Над полями и перелесками вставало солнце, покрывая серебристо-белым налётом верхушки деревьев, гребни холмов, соломенные крыши дальних изб; и только дорога, стрелой уходившая к лесу, казалось, не хотела изменять своего серого цвета. К развилке приближалась небольшая колонна крытых брезентами грузовиков, а на дороге, как обычно, стояла девушка-регулировщица, готовая встретить автомашины. Володин ясно увидел её в бинокль — не Людмила; он перевёл взгляд на палатку: никого, и дверной полог опущен. Даже Шишакова, который всегда по утрам сидел на опрокинутом ведре у входа, не было. Володин повёл биноклем влево: почти у самого плетня, где начинались огороды, вытянувшись в цепочку, работали девушки. Они копали то ли траншею, то ли щели. Но щели, помнится, давно были прорыты возле палатки, лейтенант сам видел их десятки раз. Для чего же ещё копать? Наверное, этому старому ворчуну делать нечего, вот и выдумывает… Володин стал отыскивать среди работающих Людмилу и, найдя её, уже не сводил с неё взгляда. Людмила копала проворно и останавливалась только затем, чтобы поправить спадавшие на лоб короткие волосы. Ровным красным валом вырастал у ног её бруствер; вот она уже по пояс врылась в землю; теперь, когда нагибалась, только лопата мелькала в воздухе, поблёскивая отшлифованными о глину боками. Несколько раз к ней подходил Шишаков и, приседая на корточки, что-то объяснял; тогда Володин смотрел на него и старался определить, справедливо ли старый сержант упрекает Людмилу и упрекает ли вообще или, напротив, хвалит за расторопность — ведь она работает быстро; старался догадаться, что отвечает Людмила; в голове рождались предполагаемые вопросы и ответы; он представлял себе их лица: возмущённое — Шишакова, смеющееся — Людмилы; теперь он смотрел поверх бинокля и больше домысливал и воображал, чем видел на самом деле, и оттого, что ничто не связывало его воображение и ничто не мешало ему смотреть — он оставался верен слову и в то же время мог дать полную свободу своим чувствам, — к нему возвращалось то душевное равновесие и спокойствие, с калим он проснулся в это утро и пришёл сюда, в траншею.

Мало-помалу опять начала одолевать сонливость. Все чаще поглядывал он на солнце, поднимавшееся над горизонтом, и, наконец, когда жара стала ощутимой, решил спуститься в блиндаж.

В блиндаже было прохладно и тихо. Володин прилёг на нары, не раздеваясь, только чуть ослабив поясной ремень и сдвинув кобуру с пистолетом на живот, и закрыл глаза. Но поспать не удалось — вызвали к телефону.

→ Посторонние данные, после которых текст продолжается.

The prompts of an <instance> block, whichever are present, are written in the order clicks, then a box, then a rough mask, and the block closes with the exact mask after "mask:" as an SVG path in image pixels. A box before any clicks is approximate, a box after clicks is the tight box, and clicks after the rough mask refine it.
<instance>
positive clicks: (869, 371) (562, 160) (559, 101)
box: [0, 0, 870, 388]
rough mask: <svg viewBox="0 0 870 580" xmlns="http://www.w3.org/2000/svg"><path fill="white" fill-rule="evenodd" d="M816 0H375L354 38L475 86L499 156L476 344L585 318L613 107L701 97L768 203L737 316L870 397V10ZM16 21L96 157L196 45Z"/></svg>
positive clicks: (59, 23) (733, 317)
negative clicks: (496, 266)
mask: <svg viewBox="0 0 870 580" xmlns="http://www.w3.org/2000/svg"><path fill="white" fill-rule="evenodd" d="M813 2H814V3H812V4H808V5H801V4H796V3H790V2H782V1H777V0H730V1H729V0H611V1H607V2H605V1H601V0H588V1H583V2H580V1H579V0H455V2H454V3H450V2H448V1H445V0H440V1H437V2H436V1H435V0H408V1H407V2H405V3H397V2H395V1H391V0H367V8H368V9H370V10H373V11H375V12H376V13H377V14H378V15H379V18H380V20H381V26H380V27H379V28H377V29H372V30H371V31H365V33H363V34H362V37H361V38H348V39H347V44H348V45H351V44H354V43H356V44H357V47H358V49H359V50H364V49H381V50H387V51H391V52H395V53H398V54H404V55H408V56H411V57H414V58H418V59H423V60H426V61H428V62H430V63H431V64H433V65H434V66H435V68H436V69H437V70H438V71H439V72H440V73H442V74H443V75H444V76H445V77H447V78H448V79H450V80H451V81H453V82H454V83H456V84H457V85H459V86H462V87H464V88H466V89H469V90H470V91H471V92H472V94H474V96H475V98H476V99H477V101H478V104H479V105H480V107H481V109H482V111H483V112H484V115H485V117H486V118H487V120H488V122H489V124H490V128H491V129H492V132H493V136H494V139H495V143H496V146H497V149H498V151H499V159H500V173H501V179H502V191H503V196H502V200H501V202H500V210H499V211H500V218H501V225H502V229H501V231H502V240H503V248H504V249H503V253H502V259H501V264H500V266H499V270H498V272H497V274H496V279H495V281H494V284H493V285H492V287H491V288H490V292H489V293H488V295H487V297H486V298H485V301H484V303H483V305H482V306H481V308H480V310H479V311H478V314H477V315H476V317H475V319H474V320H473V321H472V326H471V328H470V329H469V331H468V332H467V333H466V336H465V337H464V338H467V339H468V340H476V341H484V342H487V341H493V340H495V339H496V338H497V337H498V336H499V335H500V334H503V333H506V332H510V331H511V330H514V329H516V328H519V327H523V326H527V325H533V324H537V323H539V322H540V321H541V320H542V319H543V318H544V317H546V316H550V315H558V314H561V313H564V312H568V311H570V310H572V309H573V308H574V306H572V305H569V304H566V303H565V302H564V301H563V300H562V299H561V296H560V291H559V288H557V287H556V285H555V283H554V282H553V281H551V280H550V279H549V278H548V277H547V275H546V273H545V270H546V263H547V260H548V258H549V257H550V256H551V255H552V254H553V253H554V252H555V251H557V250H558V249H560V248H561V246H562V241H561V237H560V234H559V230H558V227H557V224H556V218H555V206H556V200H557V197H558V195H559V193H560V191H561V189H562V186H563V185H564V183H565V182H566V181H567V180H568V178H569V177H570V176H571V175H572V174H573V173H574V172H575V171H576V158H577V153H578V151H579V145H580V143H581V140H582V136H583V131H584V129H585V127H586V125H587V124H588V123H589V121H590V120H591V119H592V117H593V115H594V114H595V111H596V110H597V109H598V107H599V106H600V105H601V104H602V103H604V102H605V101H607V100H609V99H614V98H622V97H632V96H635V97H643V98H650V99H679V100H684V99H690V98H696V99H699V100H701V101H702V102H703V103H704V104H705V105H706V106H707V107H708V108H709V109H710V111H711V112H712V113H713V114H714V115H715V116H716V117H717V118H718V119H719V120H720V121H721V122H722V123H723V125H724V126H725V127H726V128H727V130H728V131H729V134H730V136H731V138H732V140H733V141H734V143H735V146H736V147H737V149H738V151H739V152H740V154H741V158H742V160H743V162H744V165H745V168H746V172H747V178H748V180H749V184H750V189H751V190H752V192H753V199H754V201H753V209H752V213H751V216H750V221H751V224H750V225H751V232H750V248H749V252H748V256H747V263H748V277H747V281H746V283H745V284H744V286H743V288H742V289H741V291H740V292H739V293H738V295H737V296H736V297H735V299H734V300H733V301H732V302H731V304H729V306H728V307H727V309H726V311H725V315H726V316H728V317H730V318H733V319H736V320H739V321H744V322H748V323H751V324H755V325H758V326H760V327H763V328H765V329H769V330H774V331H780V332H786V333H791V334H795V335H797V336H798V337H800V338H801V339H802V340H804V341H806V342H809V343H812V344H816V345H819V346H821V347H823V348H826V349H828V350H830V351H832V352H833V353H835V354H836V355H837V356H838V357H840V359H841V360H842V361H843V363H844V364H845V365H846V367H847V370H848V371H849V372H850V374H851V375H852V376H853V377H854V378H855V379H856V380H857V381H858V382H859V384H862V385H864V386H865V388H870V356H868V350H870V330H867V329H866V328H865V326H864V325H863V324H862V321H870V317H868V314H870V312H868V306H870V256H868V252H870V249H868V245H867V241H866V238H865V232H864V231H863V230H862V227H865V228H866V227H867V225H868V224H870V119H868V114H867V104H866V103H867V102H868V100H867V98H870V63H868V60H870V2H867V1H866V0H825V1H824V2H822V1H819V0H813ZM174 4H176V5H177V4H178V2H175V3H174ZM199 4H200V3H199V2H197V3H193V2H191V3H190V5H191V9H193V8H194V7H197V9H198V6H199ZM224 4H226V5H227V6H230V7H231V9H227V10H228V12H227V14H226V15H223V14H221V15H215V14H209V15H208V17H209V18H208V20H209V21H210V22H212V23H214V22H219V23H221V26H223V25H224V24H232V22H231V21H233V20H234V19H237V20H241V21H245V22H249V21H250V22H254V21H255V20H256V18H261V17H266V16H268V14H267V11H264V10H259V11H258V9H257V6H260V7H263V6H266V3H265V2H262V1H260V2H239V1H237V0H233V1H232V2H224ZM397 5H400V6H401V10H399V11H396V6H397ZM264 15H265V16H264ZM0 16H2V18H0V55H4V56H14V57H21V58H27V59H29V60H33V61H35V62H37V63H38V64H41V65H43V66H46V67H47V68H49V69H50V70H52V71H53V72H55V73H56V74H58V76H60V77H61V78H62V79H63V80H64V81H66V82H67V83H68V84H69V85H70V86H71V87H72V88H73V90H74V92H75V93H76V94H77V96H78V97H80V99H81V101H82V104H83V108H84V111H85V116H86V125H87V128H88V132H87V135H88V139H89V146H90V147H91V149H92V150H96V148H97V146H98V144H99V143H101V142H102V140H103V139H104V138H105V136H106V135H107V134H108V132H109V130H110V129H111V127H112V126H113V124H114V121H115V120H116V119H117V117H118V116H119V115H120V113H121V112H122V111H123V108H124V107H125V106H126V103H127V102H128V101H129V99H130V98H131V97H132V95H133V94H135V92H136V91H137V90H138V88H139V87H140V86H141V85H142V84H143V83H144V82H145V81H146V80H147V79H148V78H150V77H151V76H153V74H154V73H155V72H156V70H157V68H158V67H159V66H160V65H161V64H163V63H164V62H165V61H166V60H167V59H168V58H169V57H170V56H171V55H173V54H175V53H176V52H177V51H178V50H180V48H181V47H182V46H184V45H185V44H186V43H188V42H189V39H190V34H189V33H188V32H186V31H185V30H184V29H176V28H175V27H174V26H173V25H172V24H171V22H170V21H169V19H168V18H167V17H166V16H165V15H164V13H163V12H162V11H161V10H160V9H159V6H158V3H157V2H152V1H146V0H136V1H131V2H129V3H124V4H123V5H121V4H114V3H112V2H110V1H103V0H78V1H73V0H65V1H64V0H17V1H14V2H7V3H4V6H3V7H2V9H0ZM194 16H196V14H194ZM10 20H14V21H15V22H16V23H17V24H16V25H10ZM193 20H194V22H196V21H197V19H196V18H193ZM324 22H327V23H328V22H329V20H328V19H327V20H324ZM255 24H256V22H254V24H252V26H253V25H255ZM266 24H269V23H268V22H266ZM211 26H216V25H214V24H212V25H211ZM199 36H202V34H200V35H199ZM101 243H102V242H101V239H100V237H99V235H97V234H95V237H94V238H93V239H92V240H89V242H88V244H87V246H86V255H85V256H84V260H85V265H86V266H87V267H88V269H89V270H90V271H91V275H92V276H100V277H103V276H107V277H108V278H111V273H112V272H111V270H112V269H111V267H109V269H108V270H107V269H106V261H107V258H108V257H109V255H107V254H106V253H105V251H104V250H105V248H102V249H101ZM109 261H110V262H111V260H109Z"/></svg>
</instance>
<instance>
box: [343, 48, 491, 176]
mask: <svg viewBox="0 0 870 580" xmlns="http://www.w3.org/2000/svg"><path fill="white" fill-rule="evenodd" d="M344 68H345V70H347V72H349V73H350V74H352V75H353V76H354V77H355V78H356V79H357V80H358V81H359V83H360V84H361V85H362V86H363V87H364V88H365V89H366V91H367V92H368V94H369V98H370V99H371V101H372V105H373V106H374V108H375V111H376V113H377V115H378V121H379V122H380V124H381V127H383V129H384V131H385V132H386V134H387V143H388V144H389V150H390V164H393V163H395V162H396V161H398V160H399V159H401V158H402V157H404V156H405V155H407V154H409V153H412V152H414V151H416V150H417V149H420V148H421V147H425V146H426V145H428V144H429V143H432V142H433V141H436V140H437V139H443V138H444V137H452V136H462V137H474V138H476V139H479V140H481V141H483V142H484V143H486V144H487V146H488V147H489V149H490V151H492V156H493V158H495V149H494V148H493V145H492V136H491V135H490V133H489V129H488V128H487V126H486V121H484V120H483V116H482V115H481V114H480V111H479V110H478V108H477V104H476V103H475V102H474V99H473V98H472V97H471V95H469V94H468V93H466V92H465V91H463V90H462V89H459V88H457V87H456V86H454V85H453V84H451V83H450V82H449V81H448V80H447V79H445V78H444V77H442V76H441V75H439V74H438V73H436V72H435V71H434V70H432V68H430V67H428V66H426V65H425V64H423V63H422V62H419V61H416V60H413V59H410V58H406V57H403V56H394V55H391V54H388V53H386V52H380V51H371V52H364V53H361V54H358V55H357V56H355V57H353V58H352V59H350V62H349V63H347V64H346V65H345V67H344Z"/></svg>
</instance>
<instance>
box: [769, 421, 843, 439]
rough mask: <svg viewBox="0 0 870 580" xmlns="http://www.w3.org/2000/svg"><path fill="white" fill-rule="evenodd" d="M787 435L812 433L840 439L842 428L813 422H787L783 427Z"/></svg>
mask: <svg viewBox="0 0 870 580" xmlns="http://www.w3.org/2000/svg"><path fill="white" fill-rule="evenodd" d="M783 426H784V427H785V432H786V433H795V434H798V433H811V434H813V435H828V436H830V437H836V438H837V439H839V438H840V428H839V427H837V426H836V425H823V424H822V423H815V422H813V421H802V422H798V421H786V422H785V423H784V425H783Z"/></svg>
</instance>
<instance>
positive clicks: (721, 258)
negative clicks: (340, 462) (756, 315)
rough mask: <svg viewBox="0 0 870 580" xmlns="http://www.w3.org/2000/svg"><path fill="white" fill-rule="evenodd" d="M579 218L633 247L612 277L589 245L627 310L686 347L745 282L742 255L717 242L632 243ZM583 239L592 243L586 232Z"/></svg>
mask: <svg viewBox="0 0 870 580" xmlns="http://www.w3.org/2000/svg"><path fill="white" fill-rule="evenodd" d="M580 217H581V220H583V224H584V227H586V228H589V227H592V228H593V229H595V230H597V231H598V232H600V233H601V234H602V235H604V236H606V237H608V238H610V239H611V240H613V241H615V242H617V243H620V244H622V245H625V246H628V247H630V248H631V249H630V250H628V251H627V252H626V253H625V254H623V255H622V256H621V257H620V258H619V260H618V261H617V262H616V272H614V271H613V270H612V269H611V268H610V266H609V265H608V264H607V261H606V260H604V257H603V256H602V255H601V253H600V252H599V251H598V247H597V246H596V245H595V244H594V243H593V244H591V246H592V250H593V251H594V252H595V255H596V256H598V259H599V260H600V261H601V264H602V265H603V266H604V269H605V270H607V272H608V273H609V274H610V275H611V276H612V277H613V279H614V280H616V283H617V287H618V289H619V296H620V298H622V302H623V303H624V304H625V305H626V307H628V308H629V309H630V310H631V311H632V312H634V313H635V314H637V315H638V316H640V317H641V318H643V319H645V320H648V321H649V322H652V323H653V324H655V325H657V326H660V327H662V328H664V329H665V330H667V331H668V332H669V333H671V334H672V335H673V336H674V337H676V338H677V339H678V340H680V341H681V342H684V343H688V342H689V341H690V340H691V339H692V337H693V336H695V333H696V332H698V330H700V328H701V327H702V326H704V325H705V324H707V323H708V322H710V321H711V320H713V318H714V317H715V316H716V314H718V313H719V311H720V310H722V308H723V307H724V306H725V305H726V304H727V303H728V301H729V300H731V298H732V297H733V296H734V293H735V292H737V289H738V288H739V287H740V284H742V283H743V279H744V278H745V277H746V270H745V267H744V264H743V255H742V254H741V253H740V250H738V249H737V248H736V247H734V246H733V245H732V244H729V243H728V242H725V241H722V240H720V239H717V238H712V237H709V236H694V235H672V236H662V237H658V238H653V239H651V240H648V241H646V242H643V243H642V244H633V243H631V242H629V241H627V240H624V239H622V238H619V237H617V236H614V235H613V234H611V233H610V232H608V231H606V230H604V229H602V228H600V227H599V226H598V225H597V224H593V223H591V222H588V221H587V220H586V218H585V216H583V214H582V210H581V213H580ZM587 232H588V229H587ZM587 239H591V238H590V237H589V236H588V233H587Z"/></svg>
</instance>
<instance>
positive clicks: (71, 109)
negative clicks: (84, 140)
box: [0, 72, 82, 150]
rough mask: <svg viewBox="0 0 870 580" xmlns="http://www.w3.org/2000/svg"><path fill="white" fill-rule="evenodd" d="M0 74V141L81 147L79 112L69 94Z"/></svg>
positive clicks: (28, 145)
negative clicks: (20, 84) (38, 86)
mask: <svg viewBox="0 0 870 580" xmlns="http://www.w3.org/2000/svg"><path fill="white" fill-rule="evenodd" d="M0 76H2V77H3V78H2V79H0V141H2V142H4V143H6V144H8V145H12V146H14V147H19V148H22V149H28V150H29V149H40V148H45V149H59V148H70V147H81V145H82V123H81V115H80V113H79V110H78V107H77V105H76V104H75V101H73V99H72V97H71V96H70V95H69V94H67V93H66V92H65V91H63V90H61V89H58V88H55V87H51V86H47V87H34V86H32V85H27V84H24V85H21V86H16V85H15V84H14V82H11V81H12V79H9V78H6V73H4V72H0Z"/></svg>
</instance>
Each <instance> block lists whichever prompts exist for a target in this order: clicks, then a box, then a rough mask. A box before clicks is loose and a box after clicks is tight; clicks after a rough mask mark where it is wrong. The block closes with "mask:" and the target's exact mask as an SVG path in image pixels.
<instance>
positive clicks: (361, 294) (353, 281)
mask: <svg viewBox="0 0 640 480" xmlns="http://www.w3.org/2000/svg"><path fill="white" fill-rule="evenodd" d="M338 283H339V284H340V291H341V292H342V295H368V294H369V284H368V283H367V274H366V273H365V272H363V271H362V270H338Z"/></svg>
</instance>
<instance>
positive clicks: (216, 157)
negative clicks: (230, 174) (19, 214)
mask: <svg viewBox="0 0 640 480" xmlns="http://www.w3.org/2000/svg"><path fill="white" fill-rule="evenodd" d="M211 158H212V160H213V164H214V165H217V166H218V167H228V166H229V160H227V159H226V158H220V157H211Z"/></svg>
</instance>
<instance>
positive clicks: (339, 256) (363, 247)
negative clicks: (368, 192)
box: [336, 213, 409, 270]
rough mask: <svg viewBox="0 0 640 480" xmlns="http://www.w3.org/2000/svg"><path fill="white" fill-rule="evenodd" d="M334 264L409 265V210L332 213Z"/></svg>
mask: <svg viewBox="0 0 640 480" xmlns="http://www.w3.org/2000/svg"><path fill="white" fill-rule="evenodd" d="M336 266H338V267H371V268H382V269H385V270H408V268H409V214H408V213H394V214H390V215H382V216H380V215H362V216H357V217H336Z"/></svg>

Капитан Пашенцев передал, что с минуты на минуту в Соломки прибудет командующий Воронежским фронтом генерал Ватутин и будет осматривать позиции. Очевидно, зайдёт и в расположение роты. Надо приготовиться к встрече.

Сам командующий фронтом приезжает — шутка ли! Такое случается не часто, может, раз в жизни. Страшновато, конечно, вот так вдруг предстать перед командующим и отрапортовать, но… Надо немедленно подготовить взвод к смотру. Чтобы все на бойцах блестело! Чтобы и подворотнички у каждого! Чтобы… Чтобы… словом, все как перед парадом!

Генерал армии Ватутин решил лично осмотреть позиции, занятые прибывшими артиллерийскими частями. Он выехал на рассвете четвёртого июля из деревни Яков-лево в сопровождении члена Военного совета фронта и командующего Шестой гвардейской армией, побывал на переднем крае и к двенадцати часам дня прибыл в Соломки.

Володин, занятый подготовкой взвода к встрече, не видел, как промелькнули мимо стадиона легковые автомашины, как затем командующий фронтом с группой генералов и офицеров поднялся по склону на командный пункт батальона; он заметил их только тогда, когда они уже подходили к расположению роты. Разглядывая в бинокль генералов, Володин старался угадать, который из них Ватутин.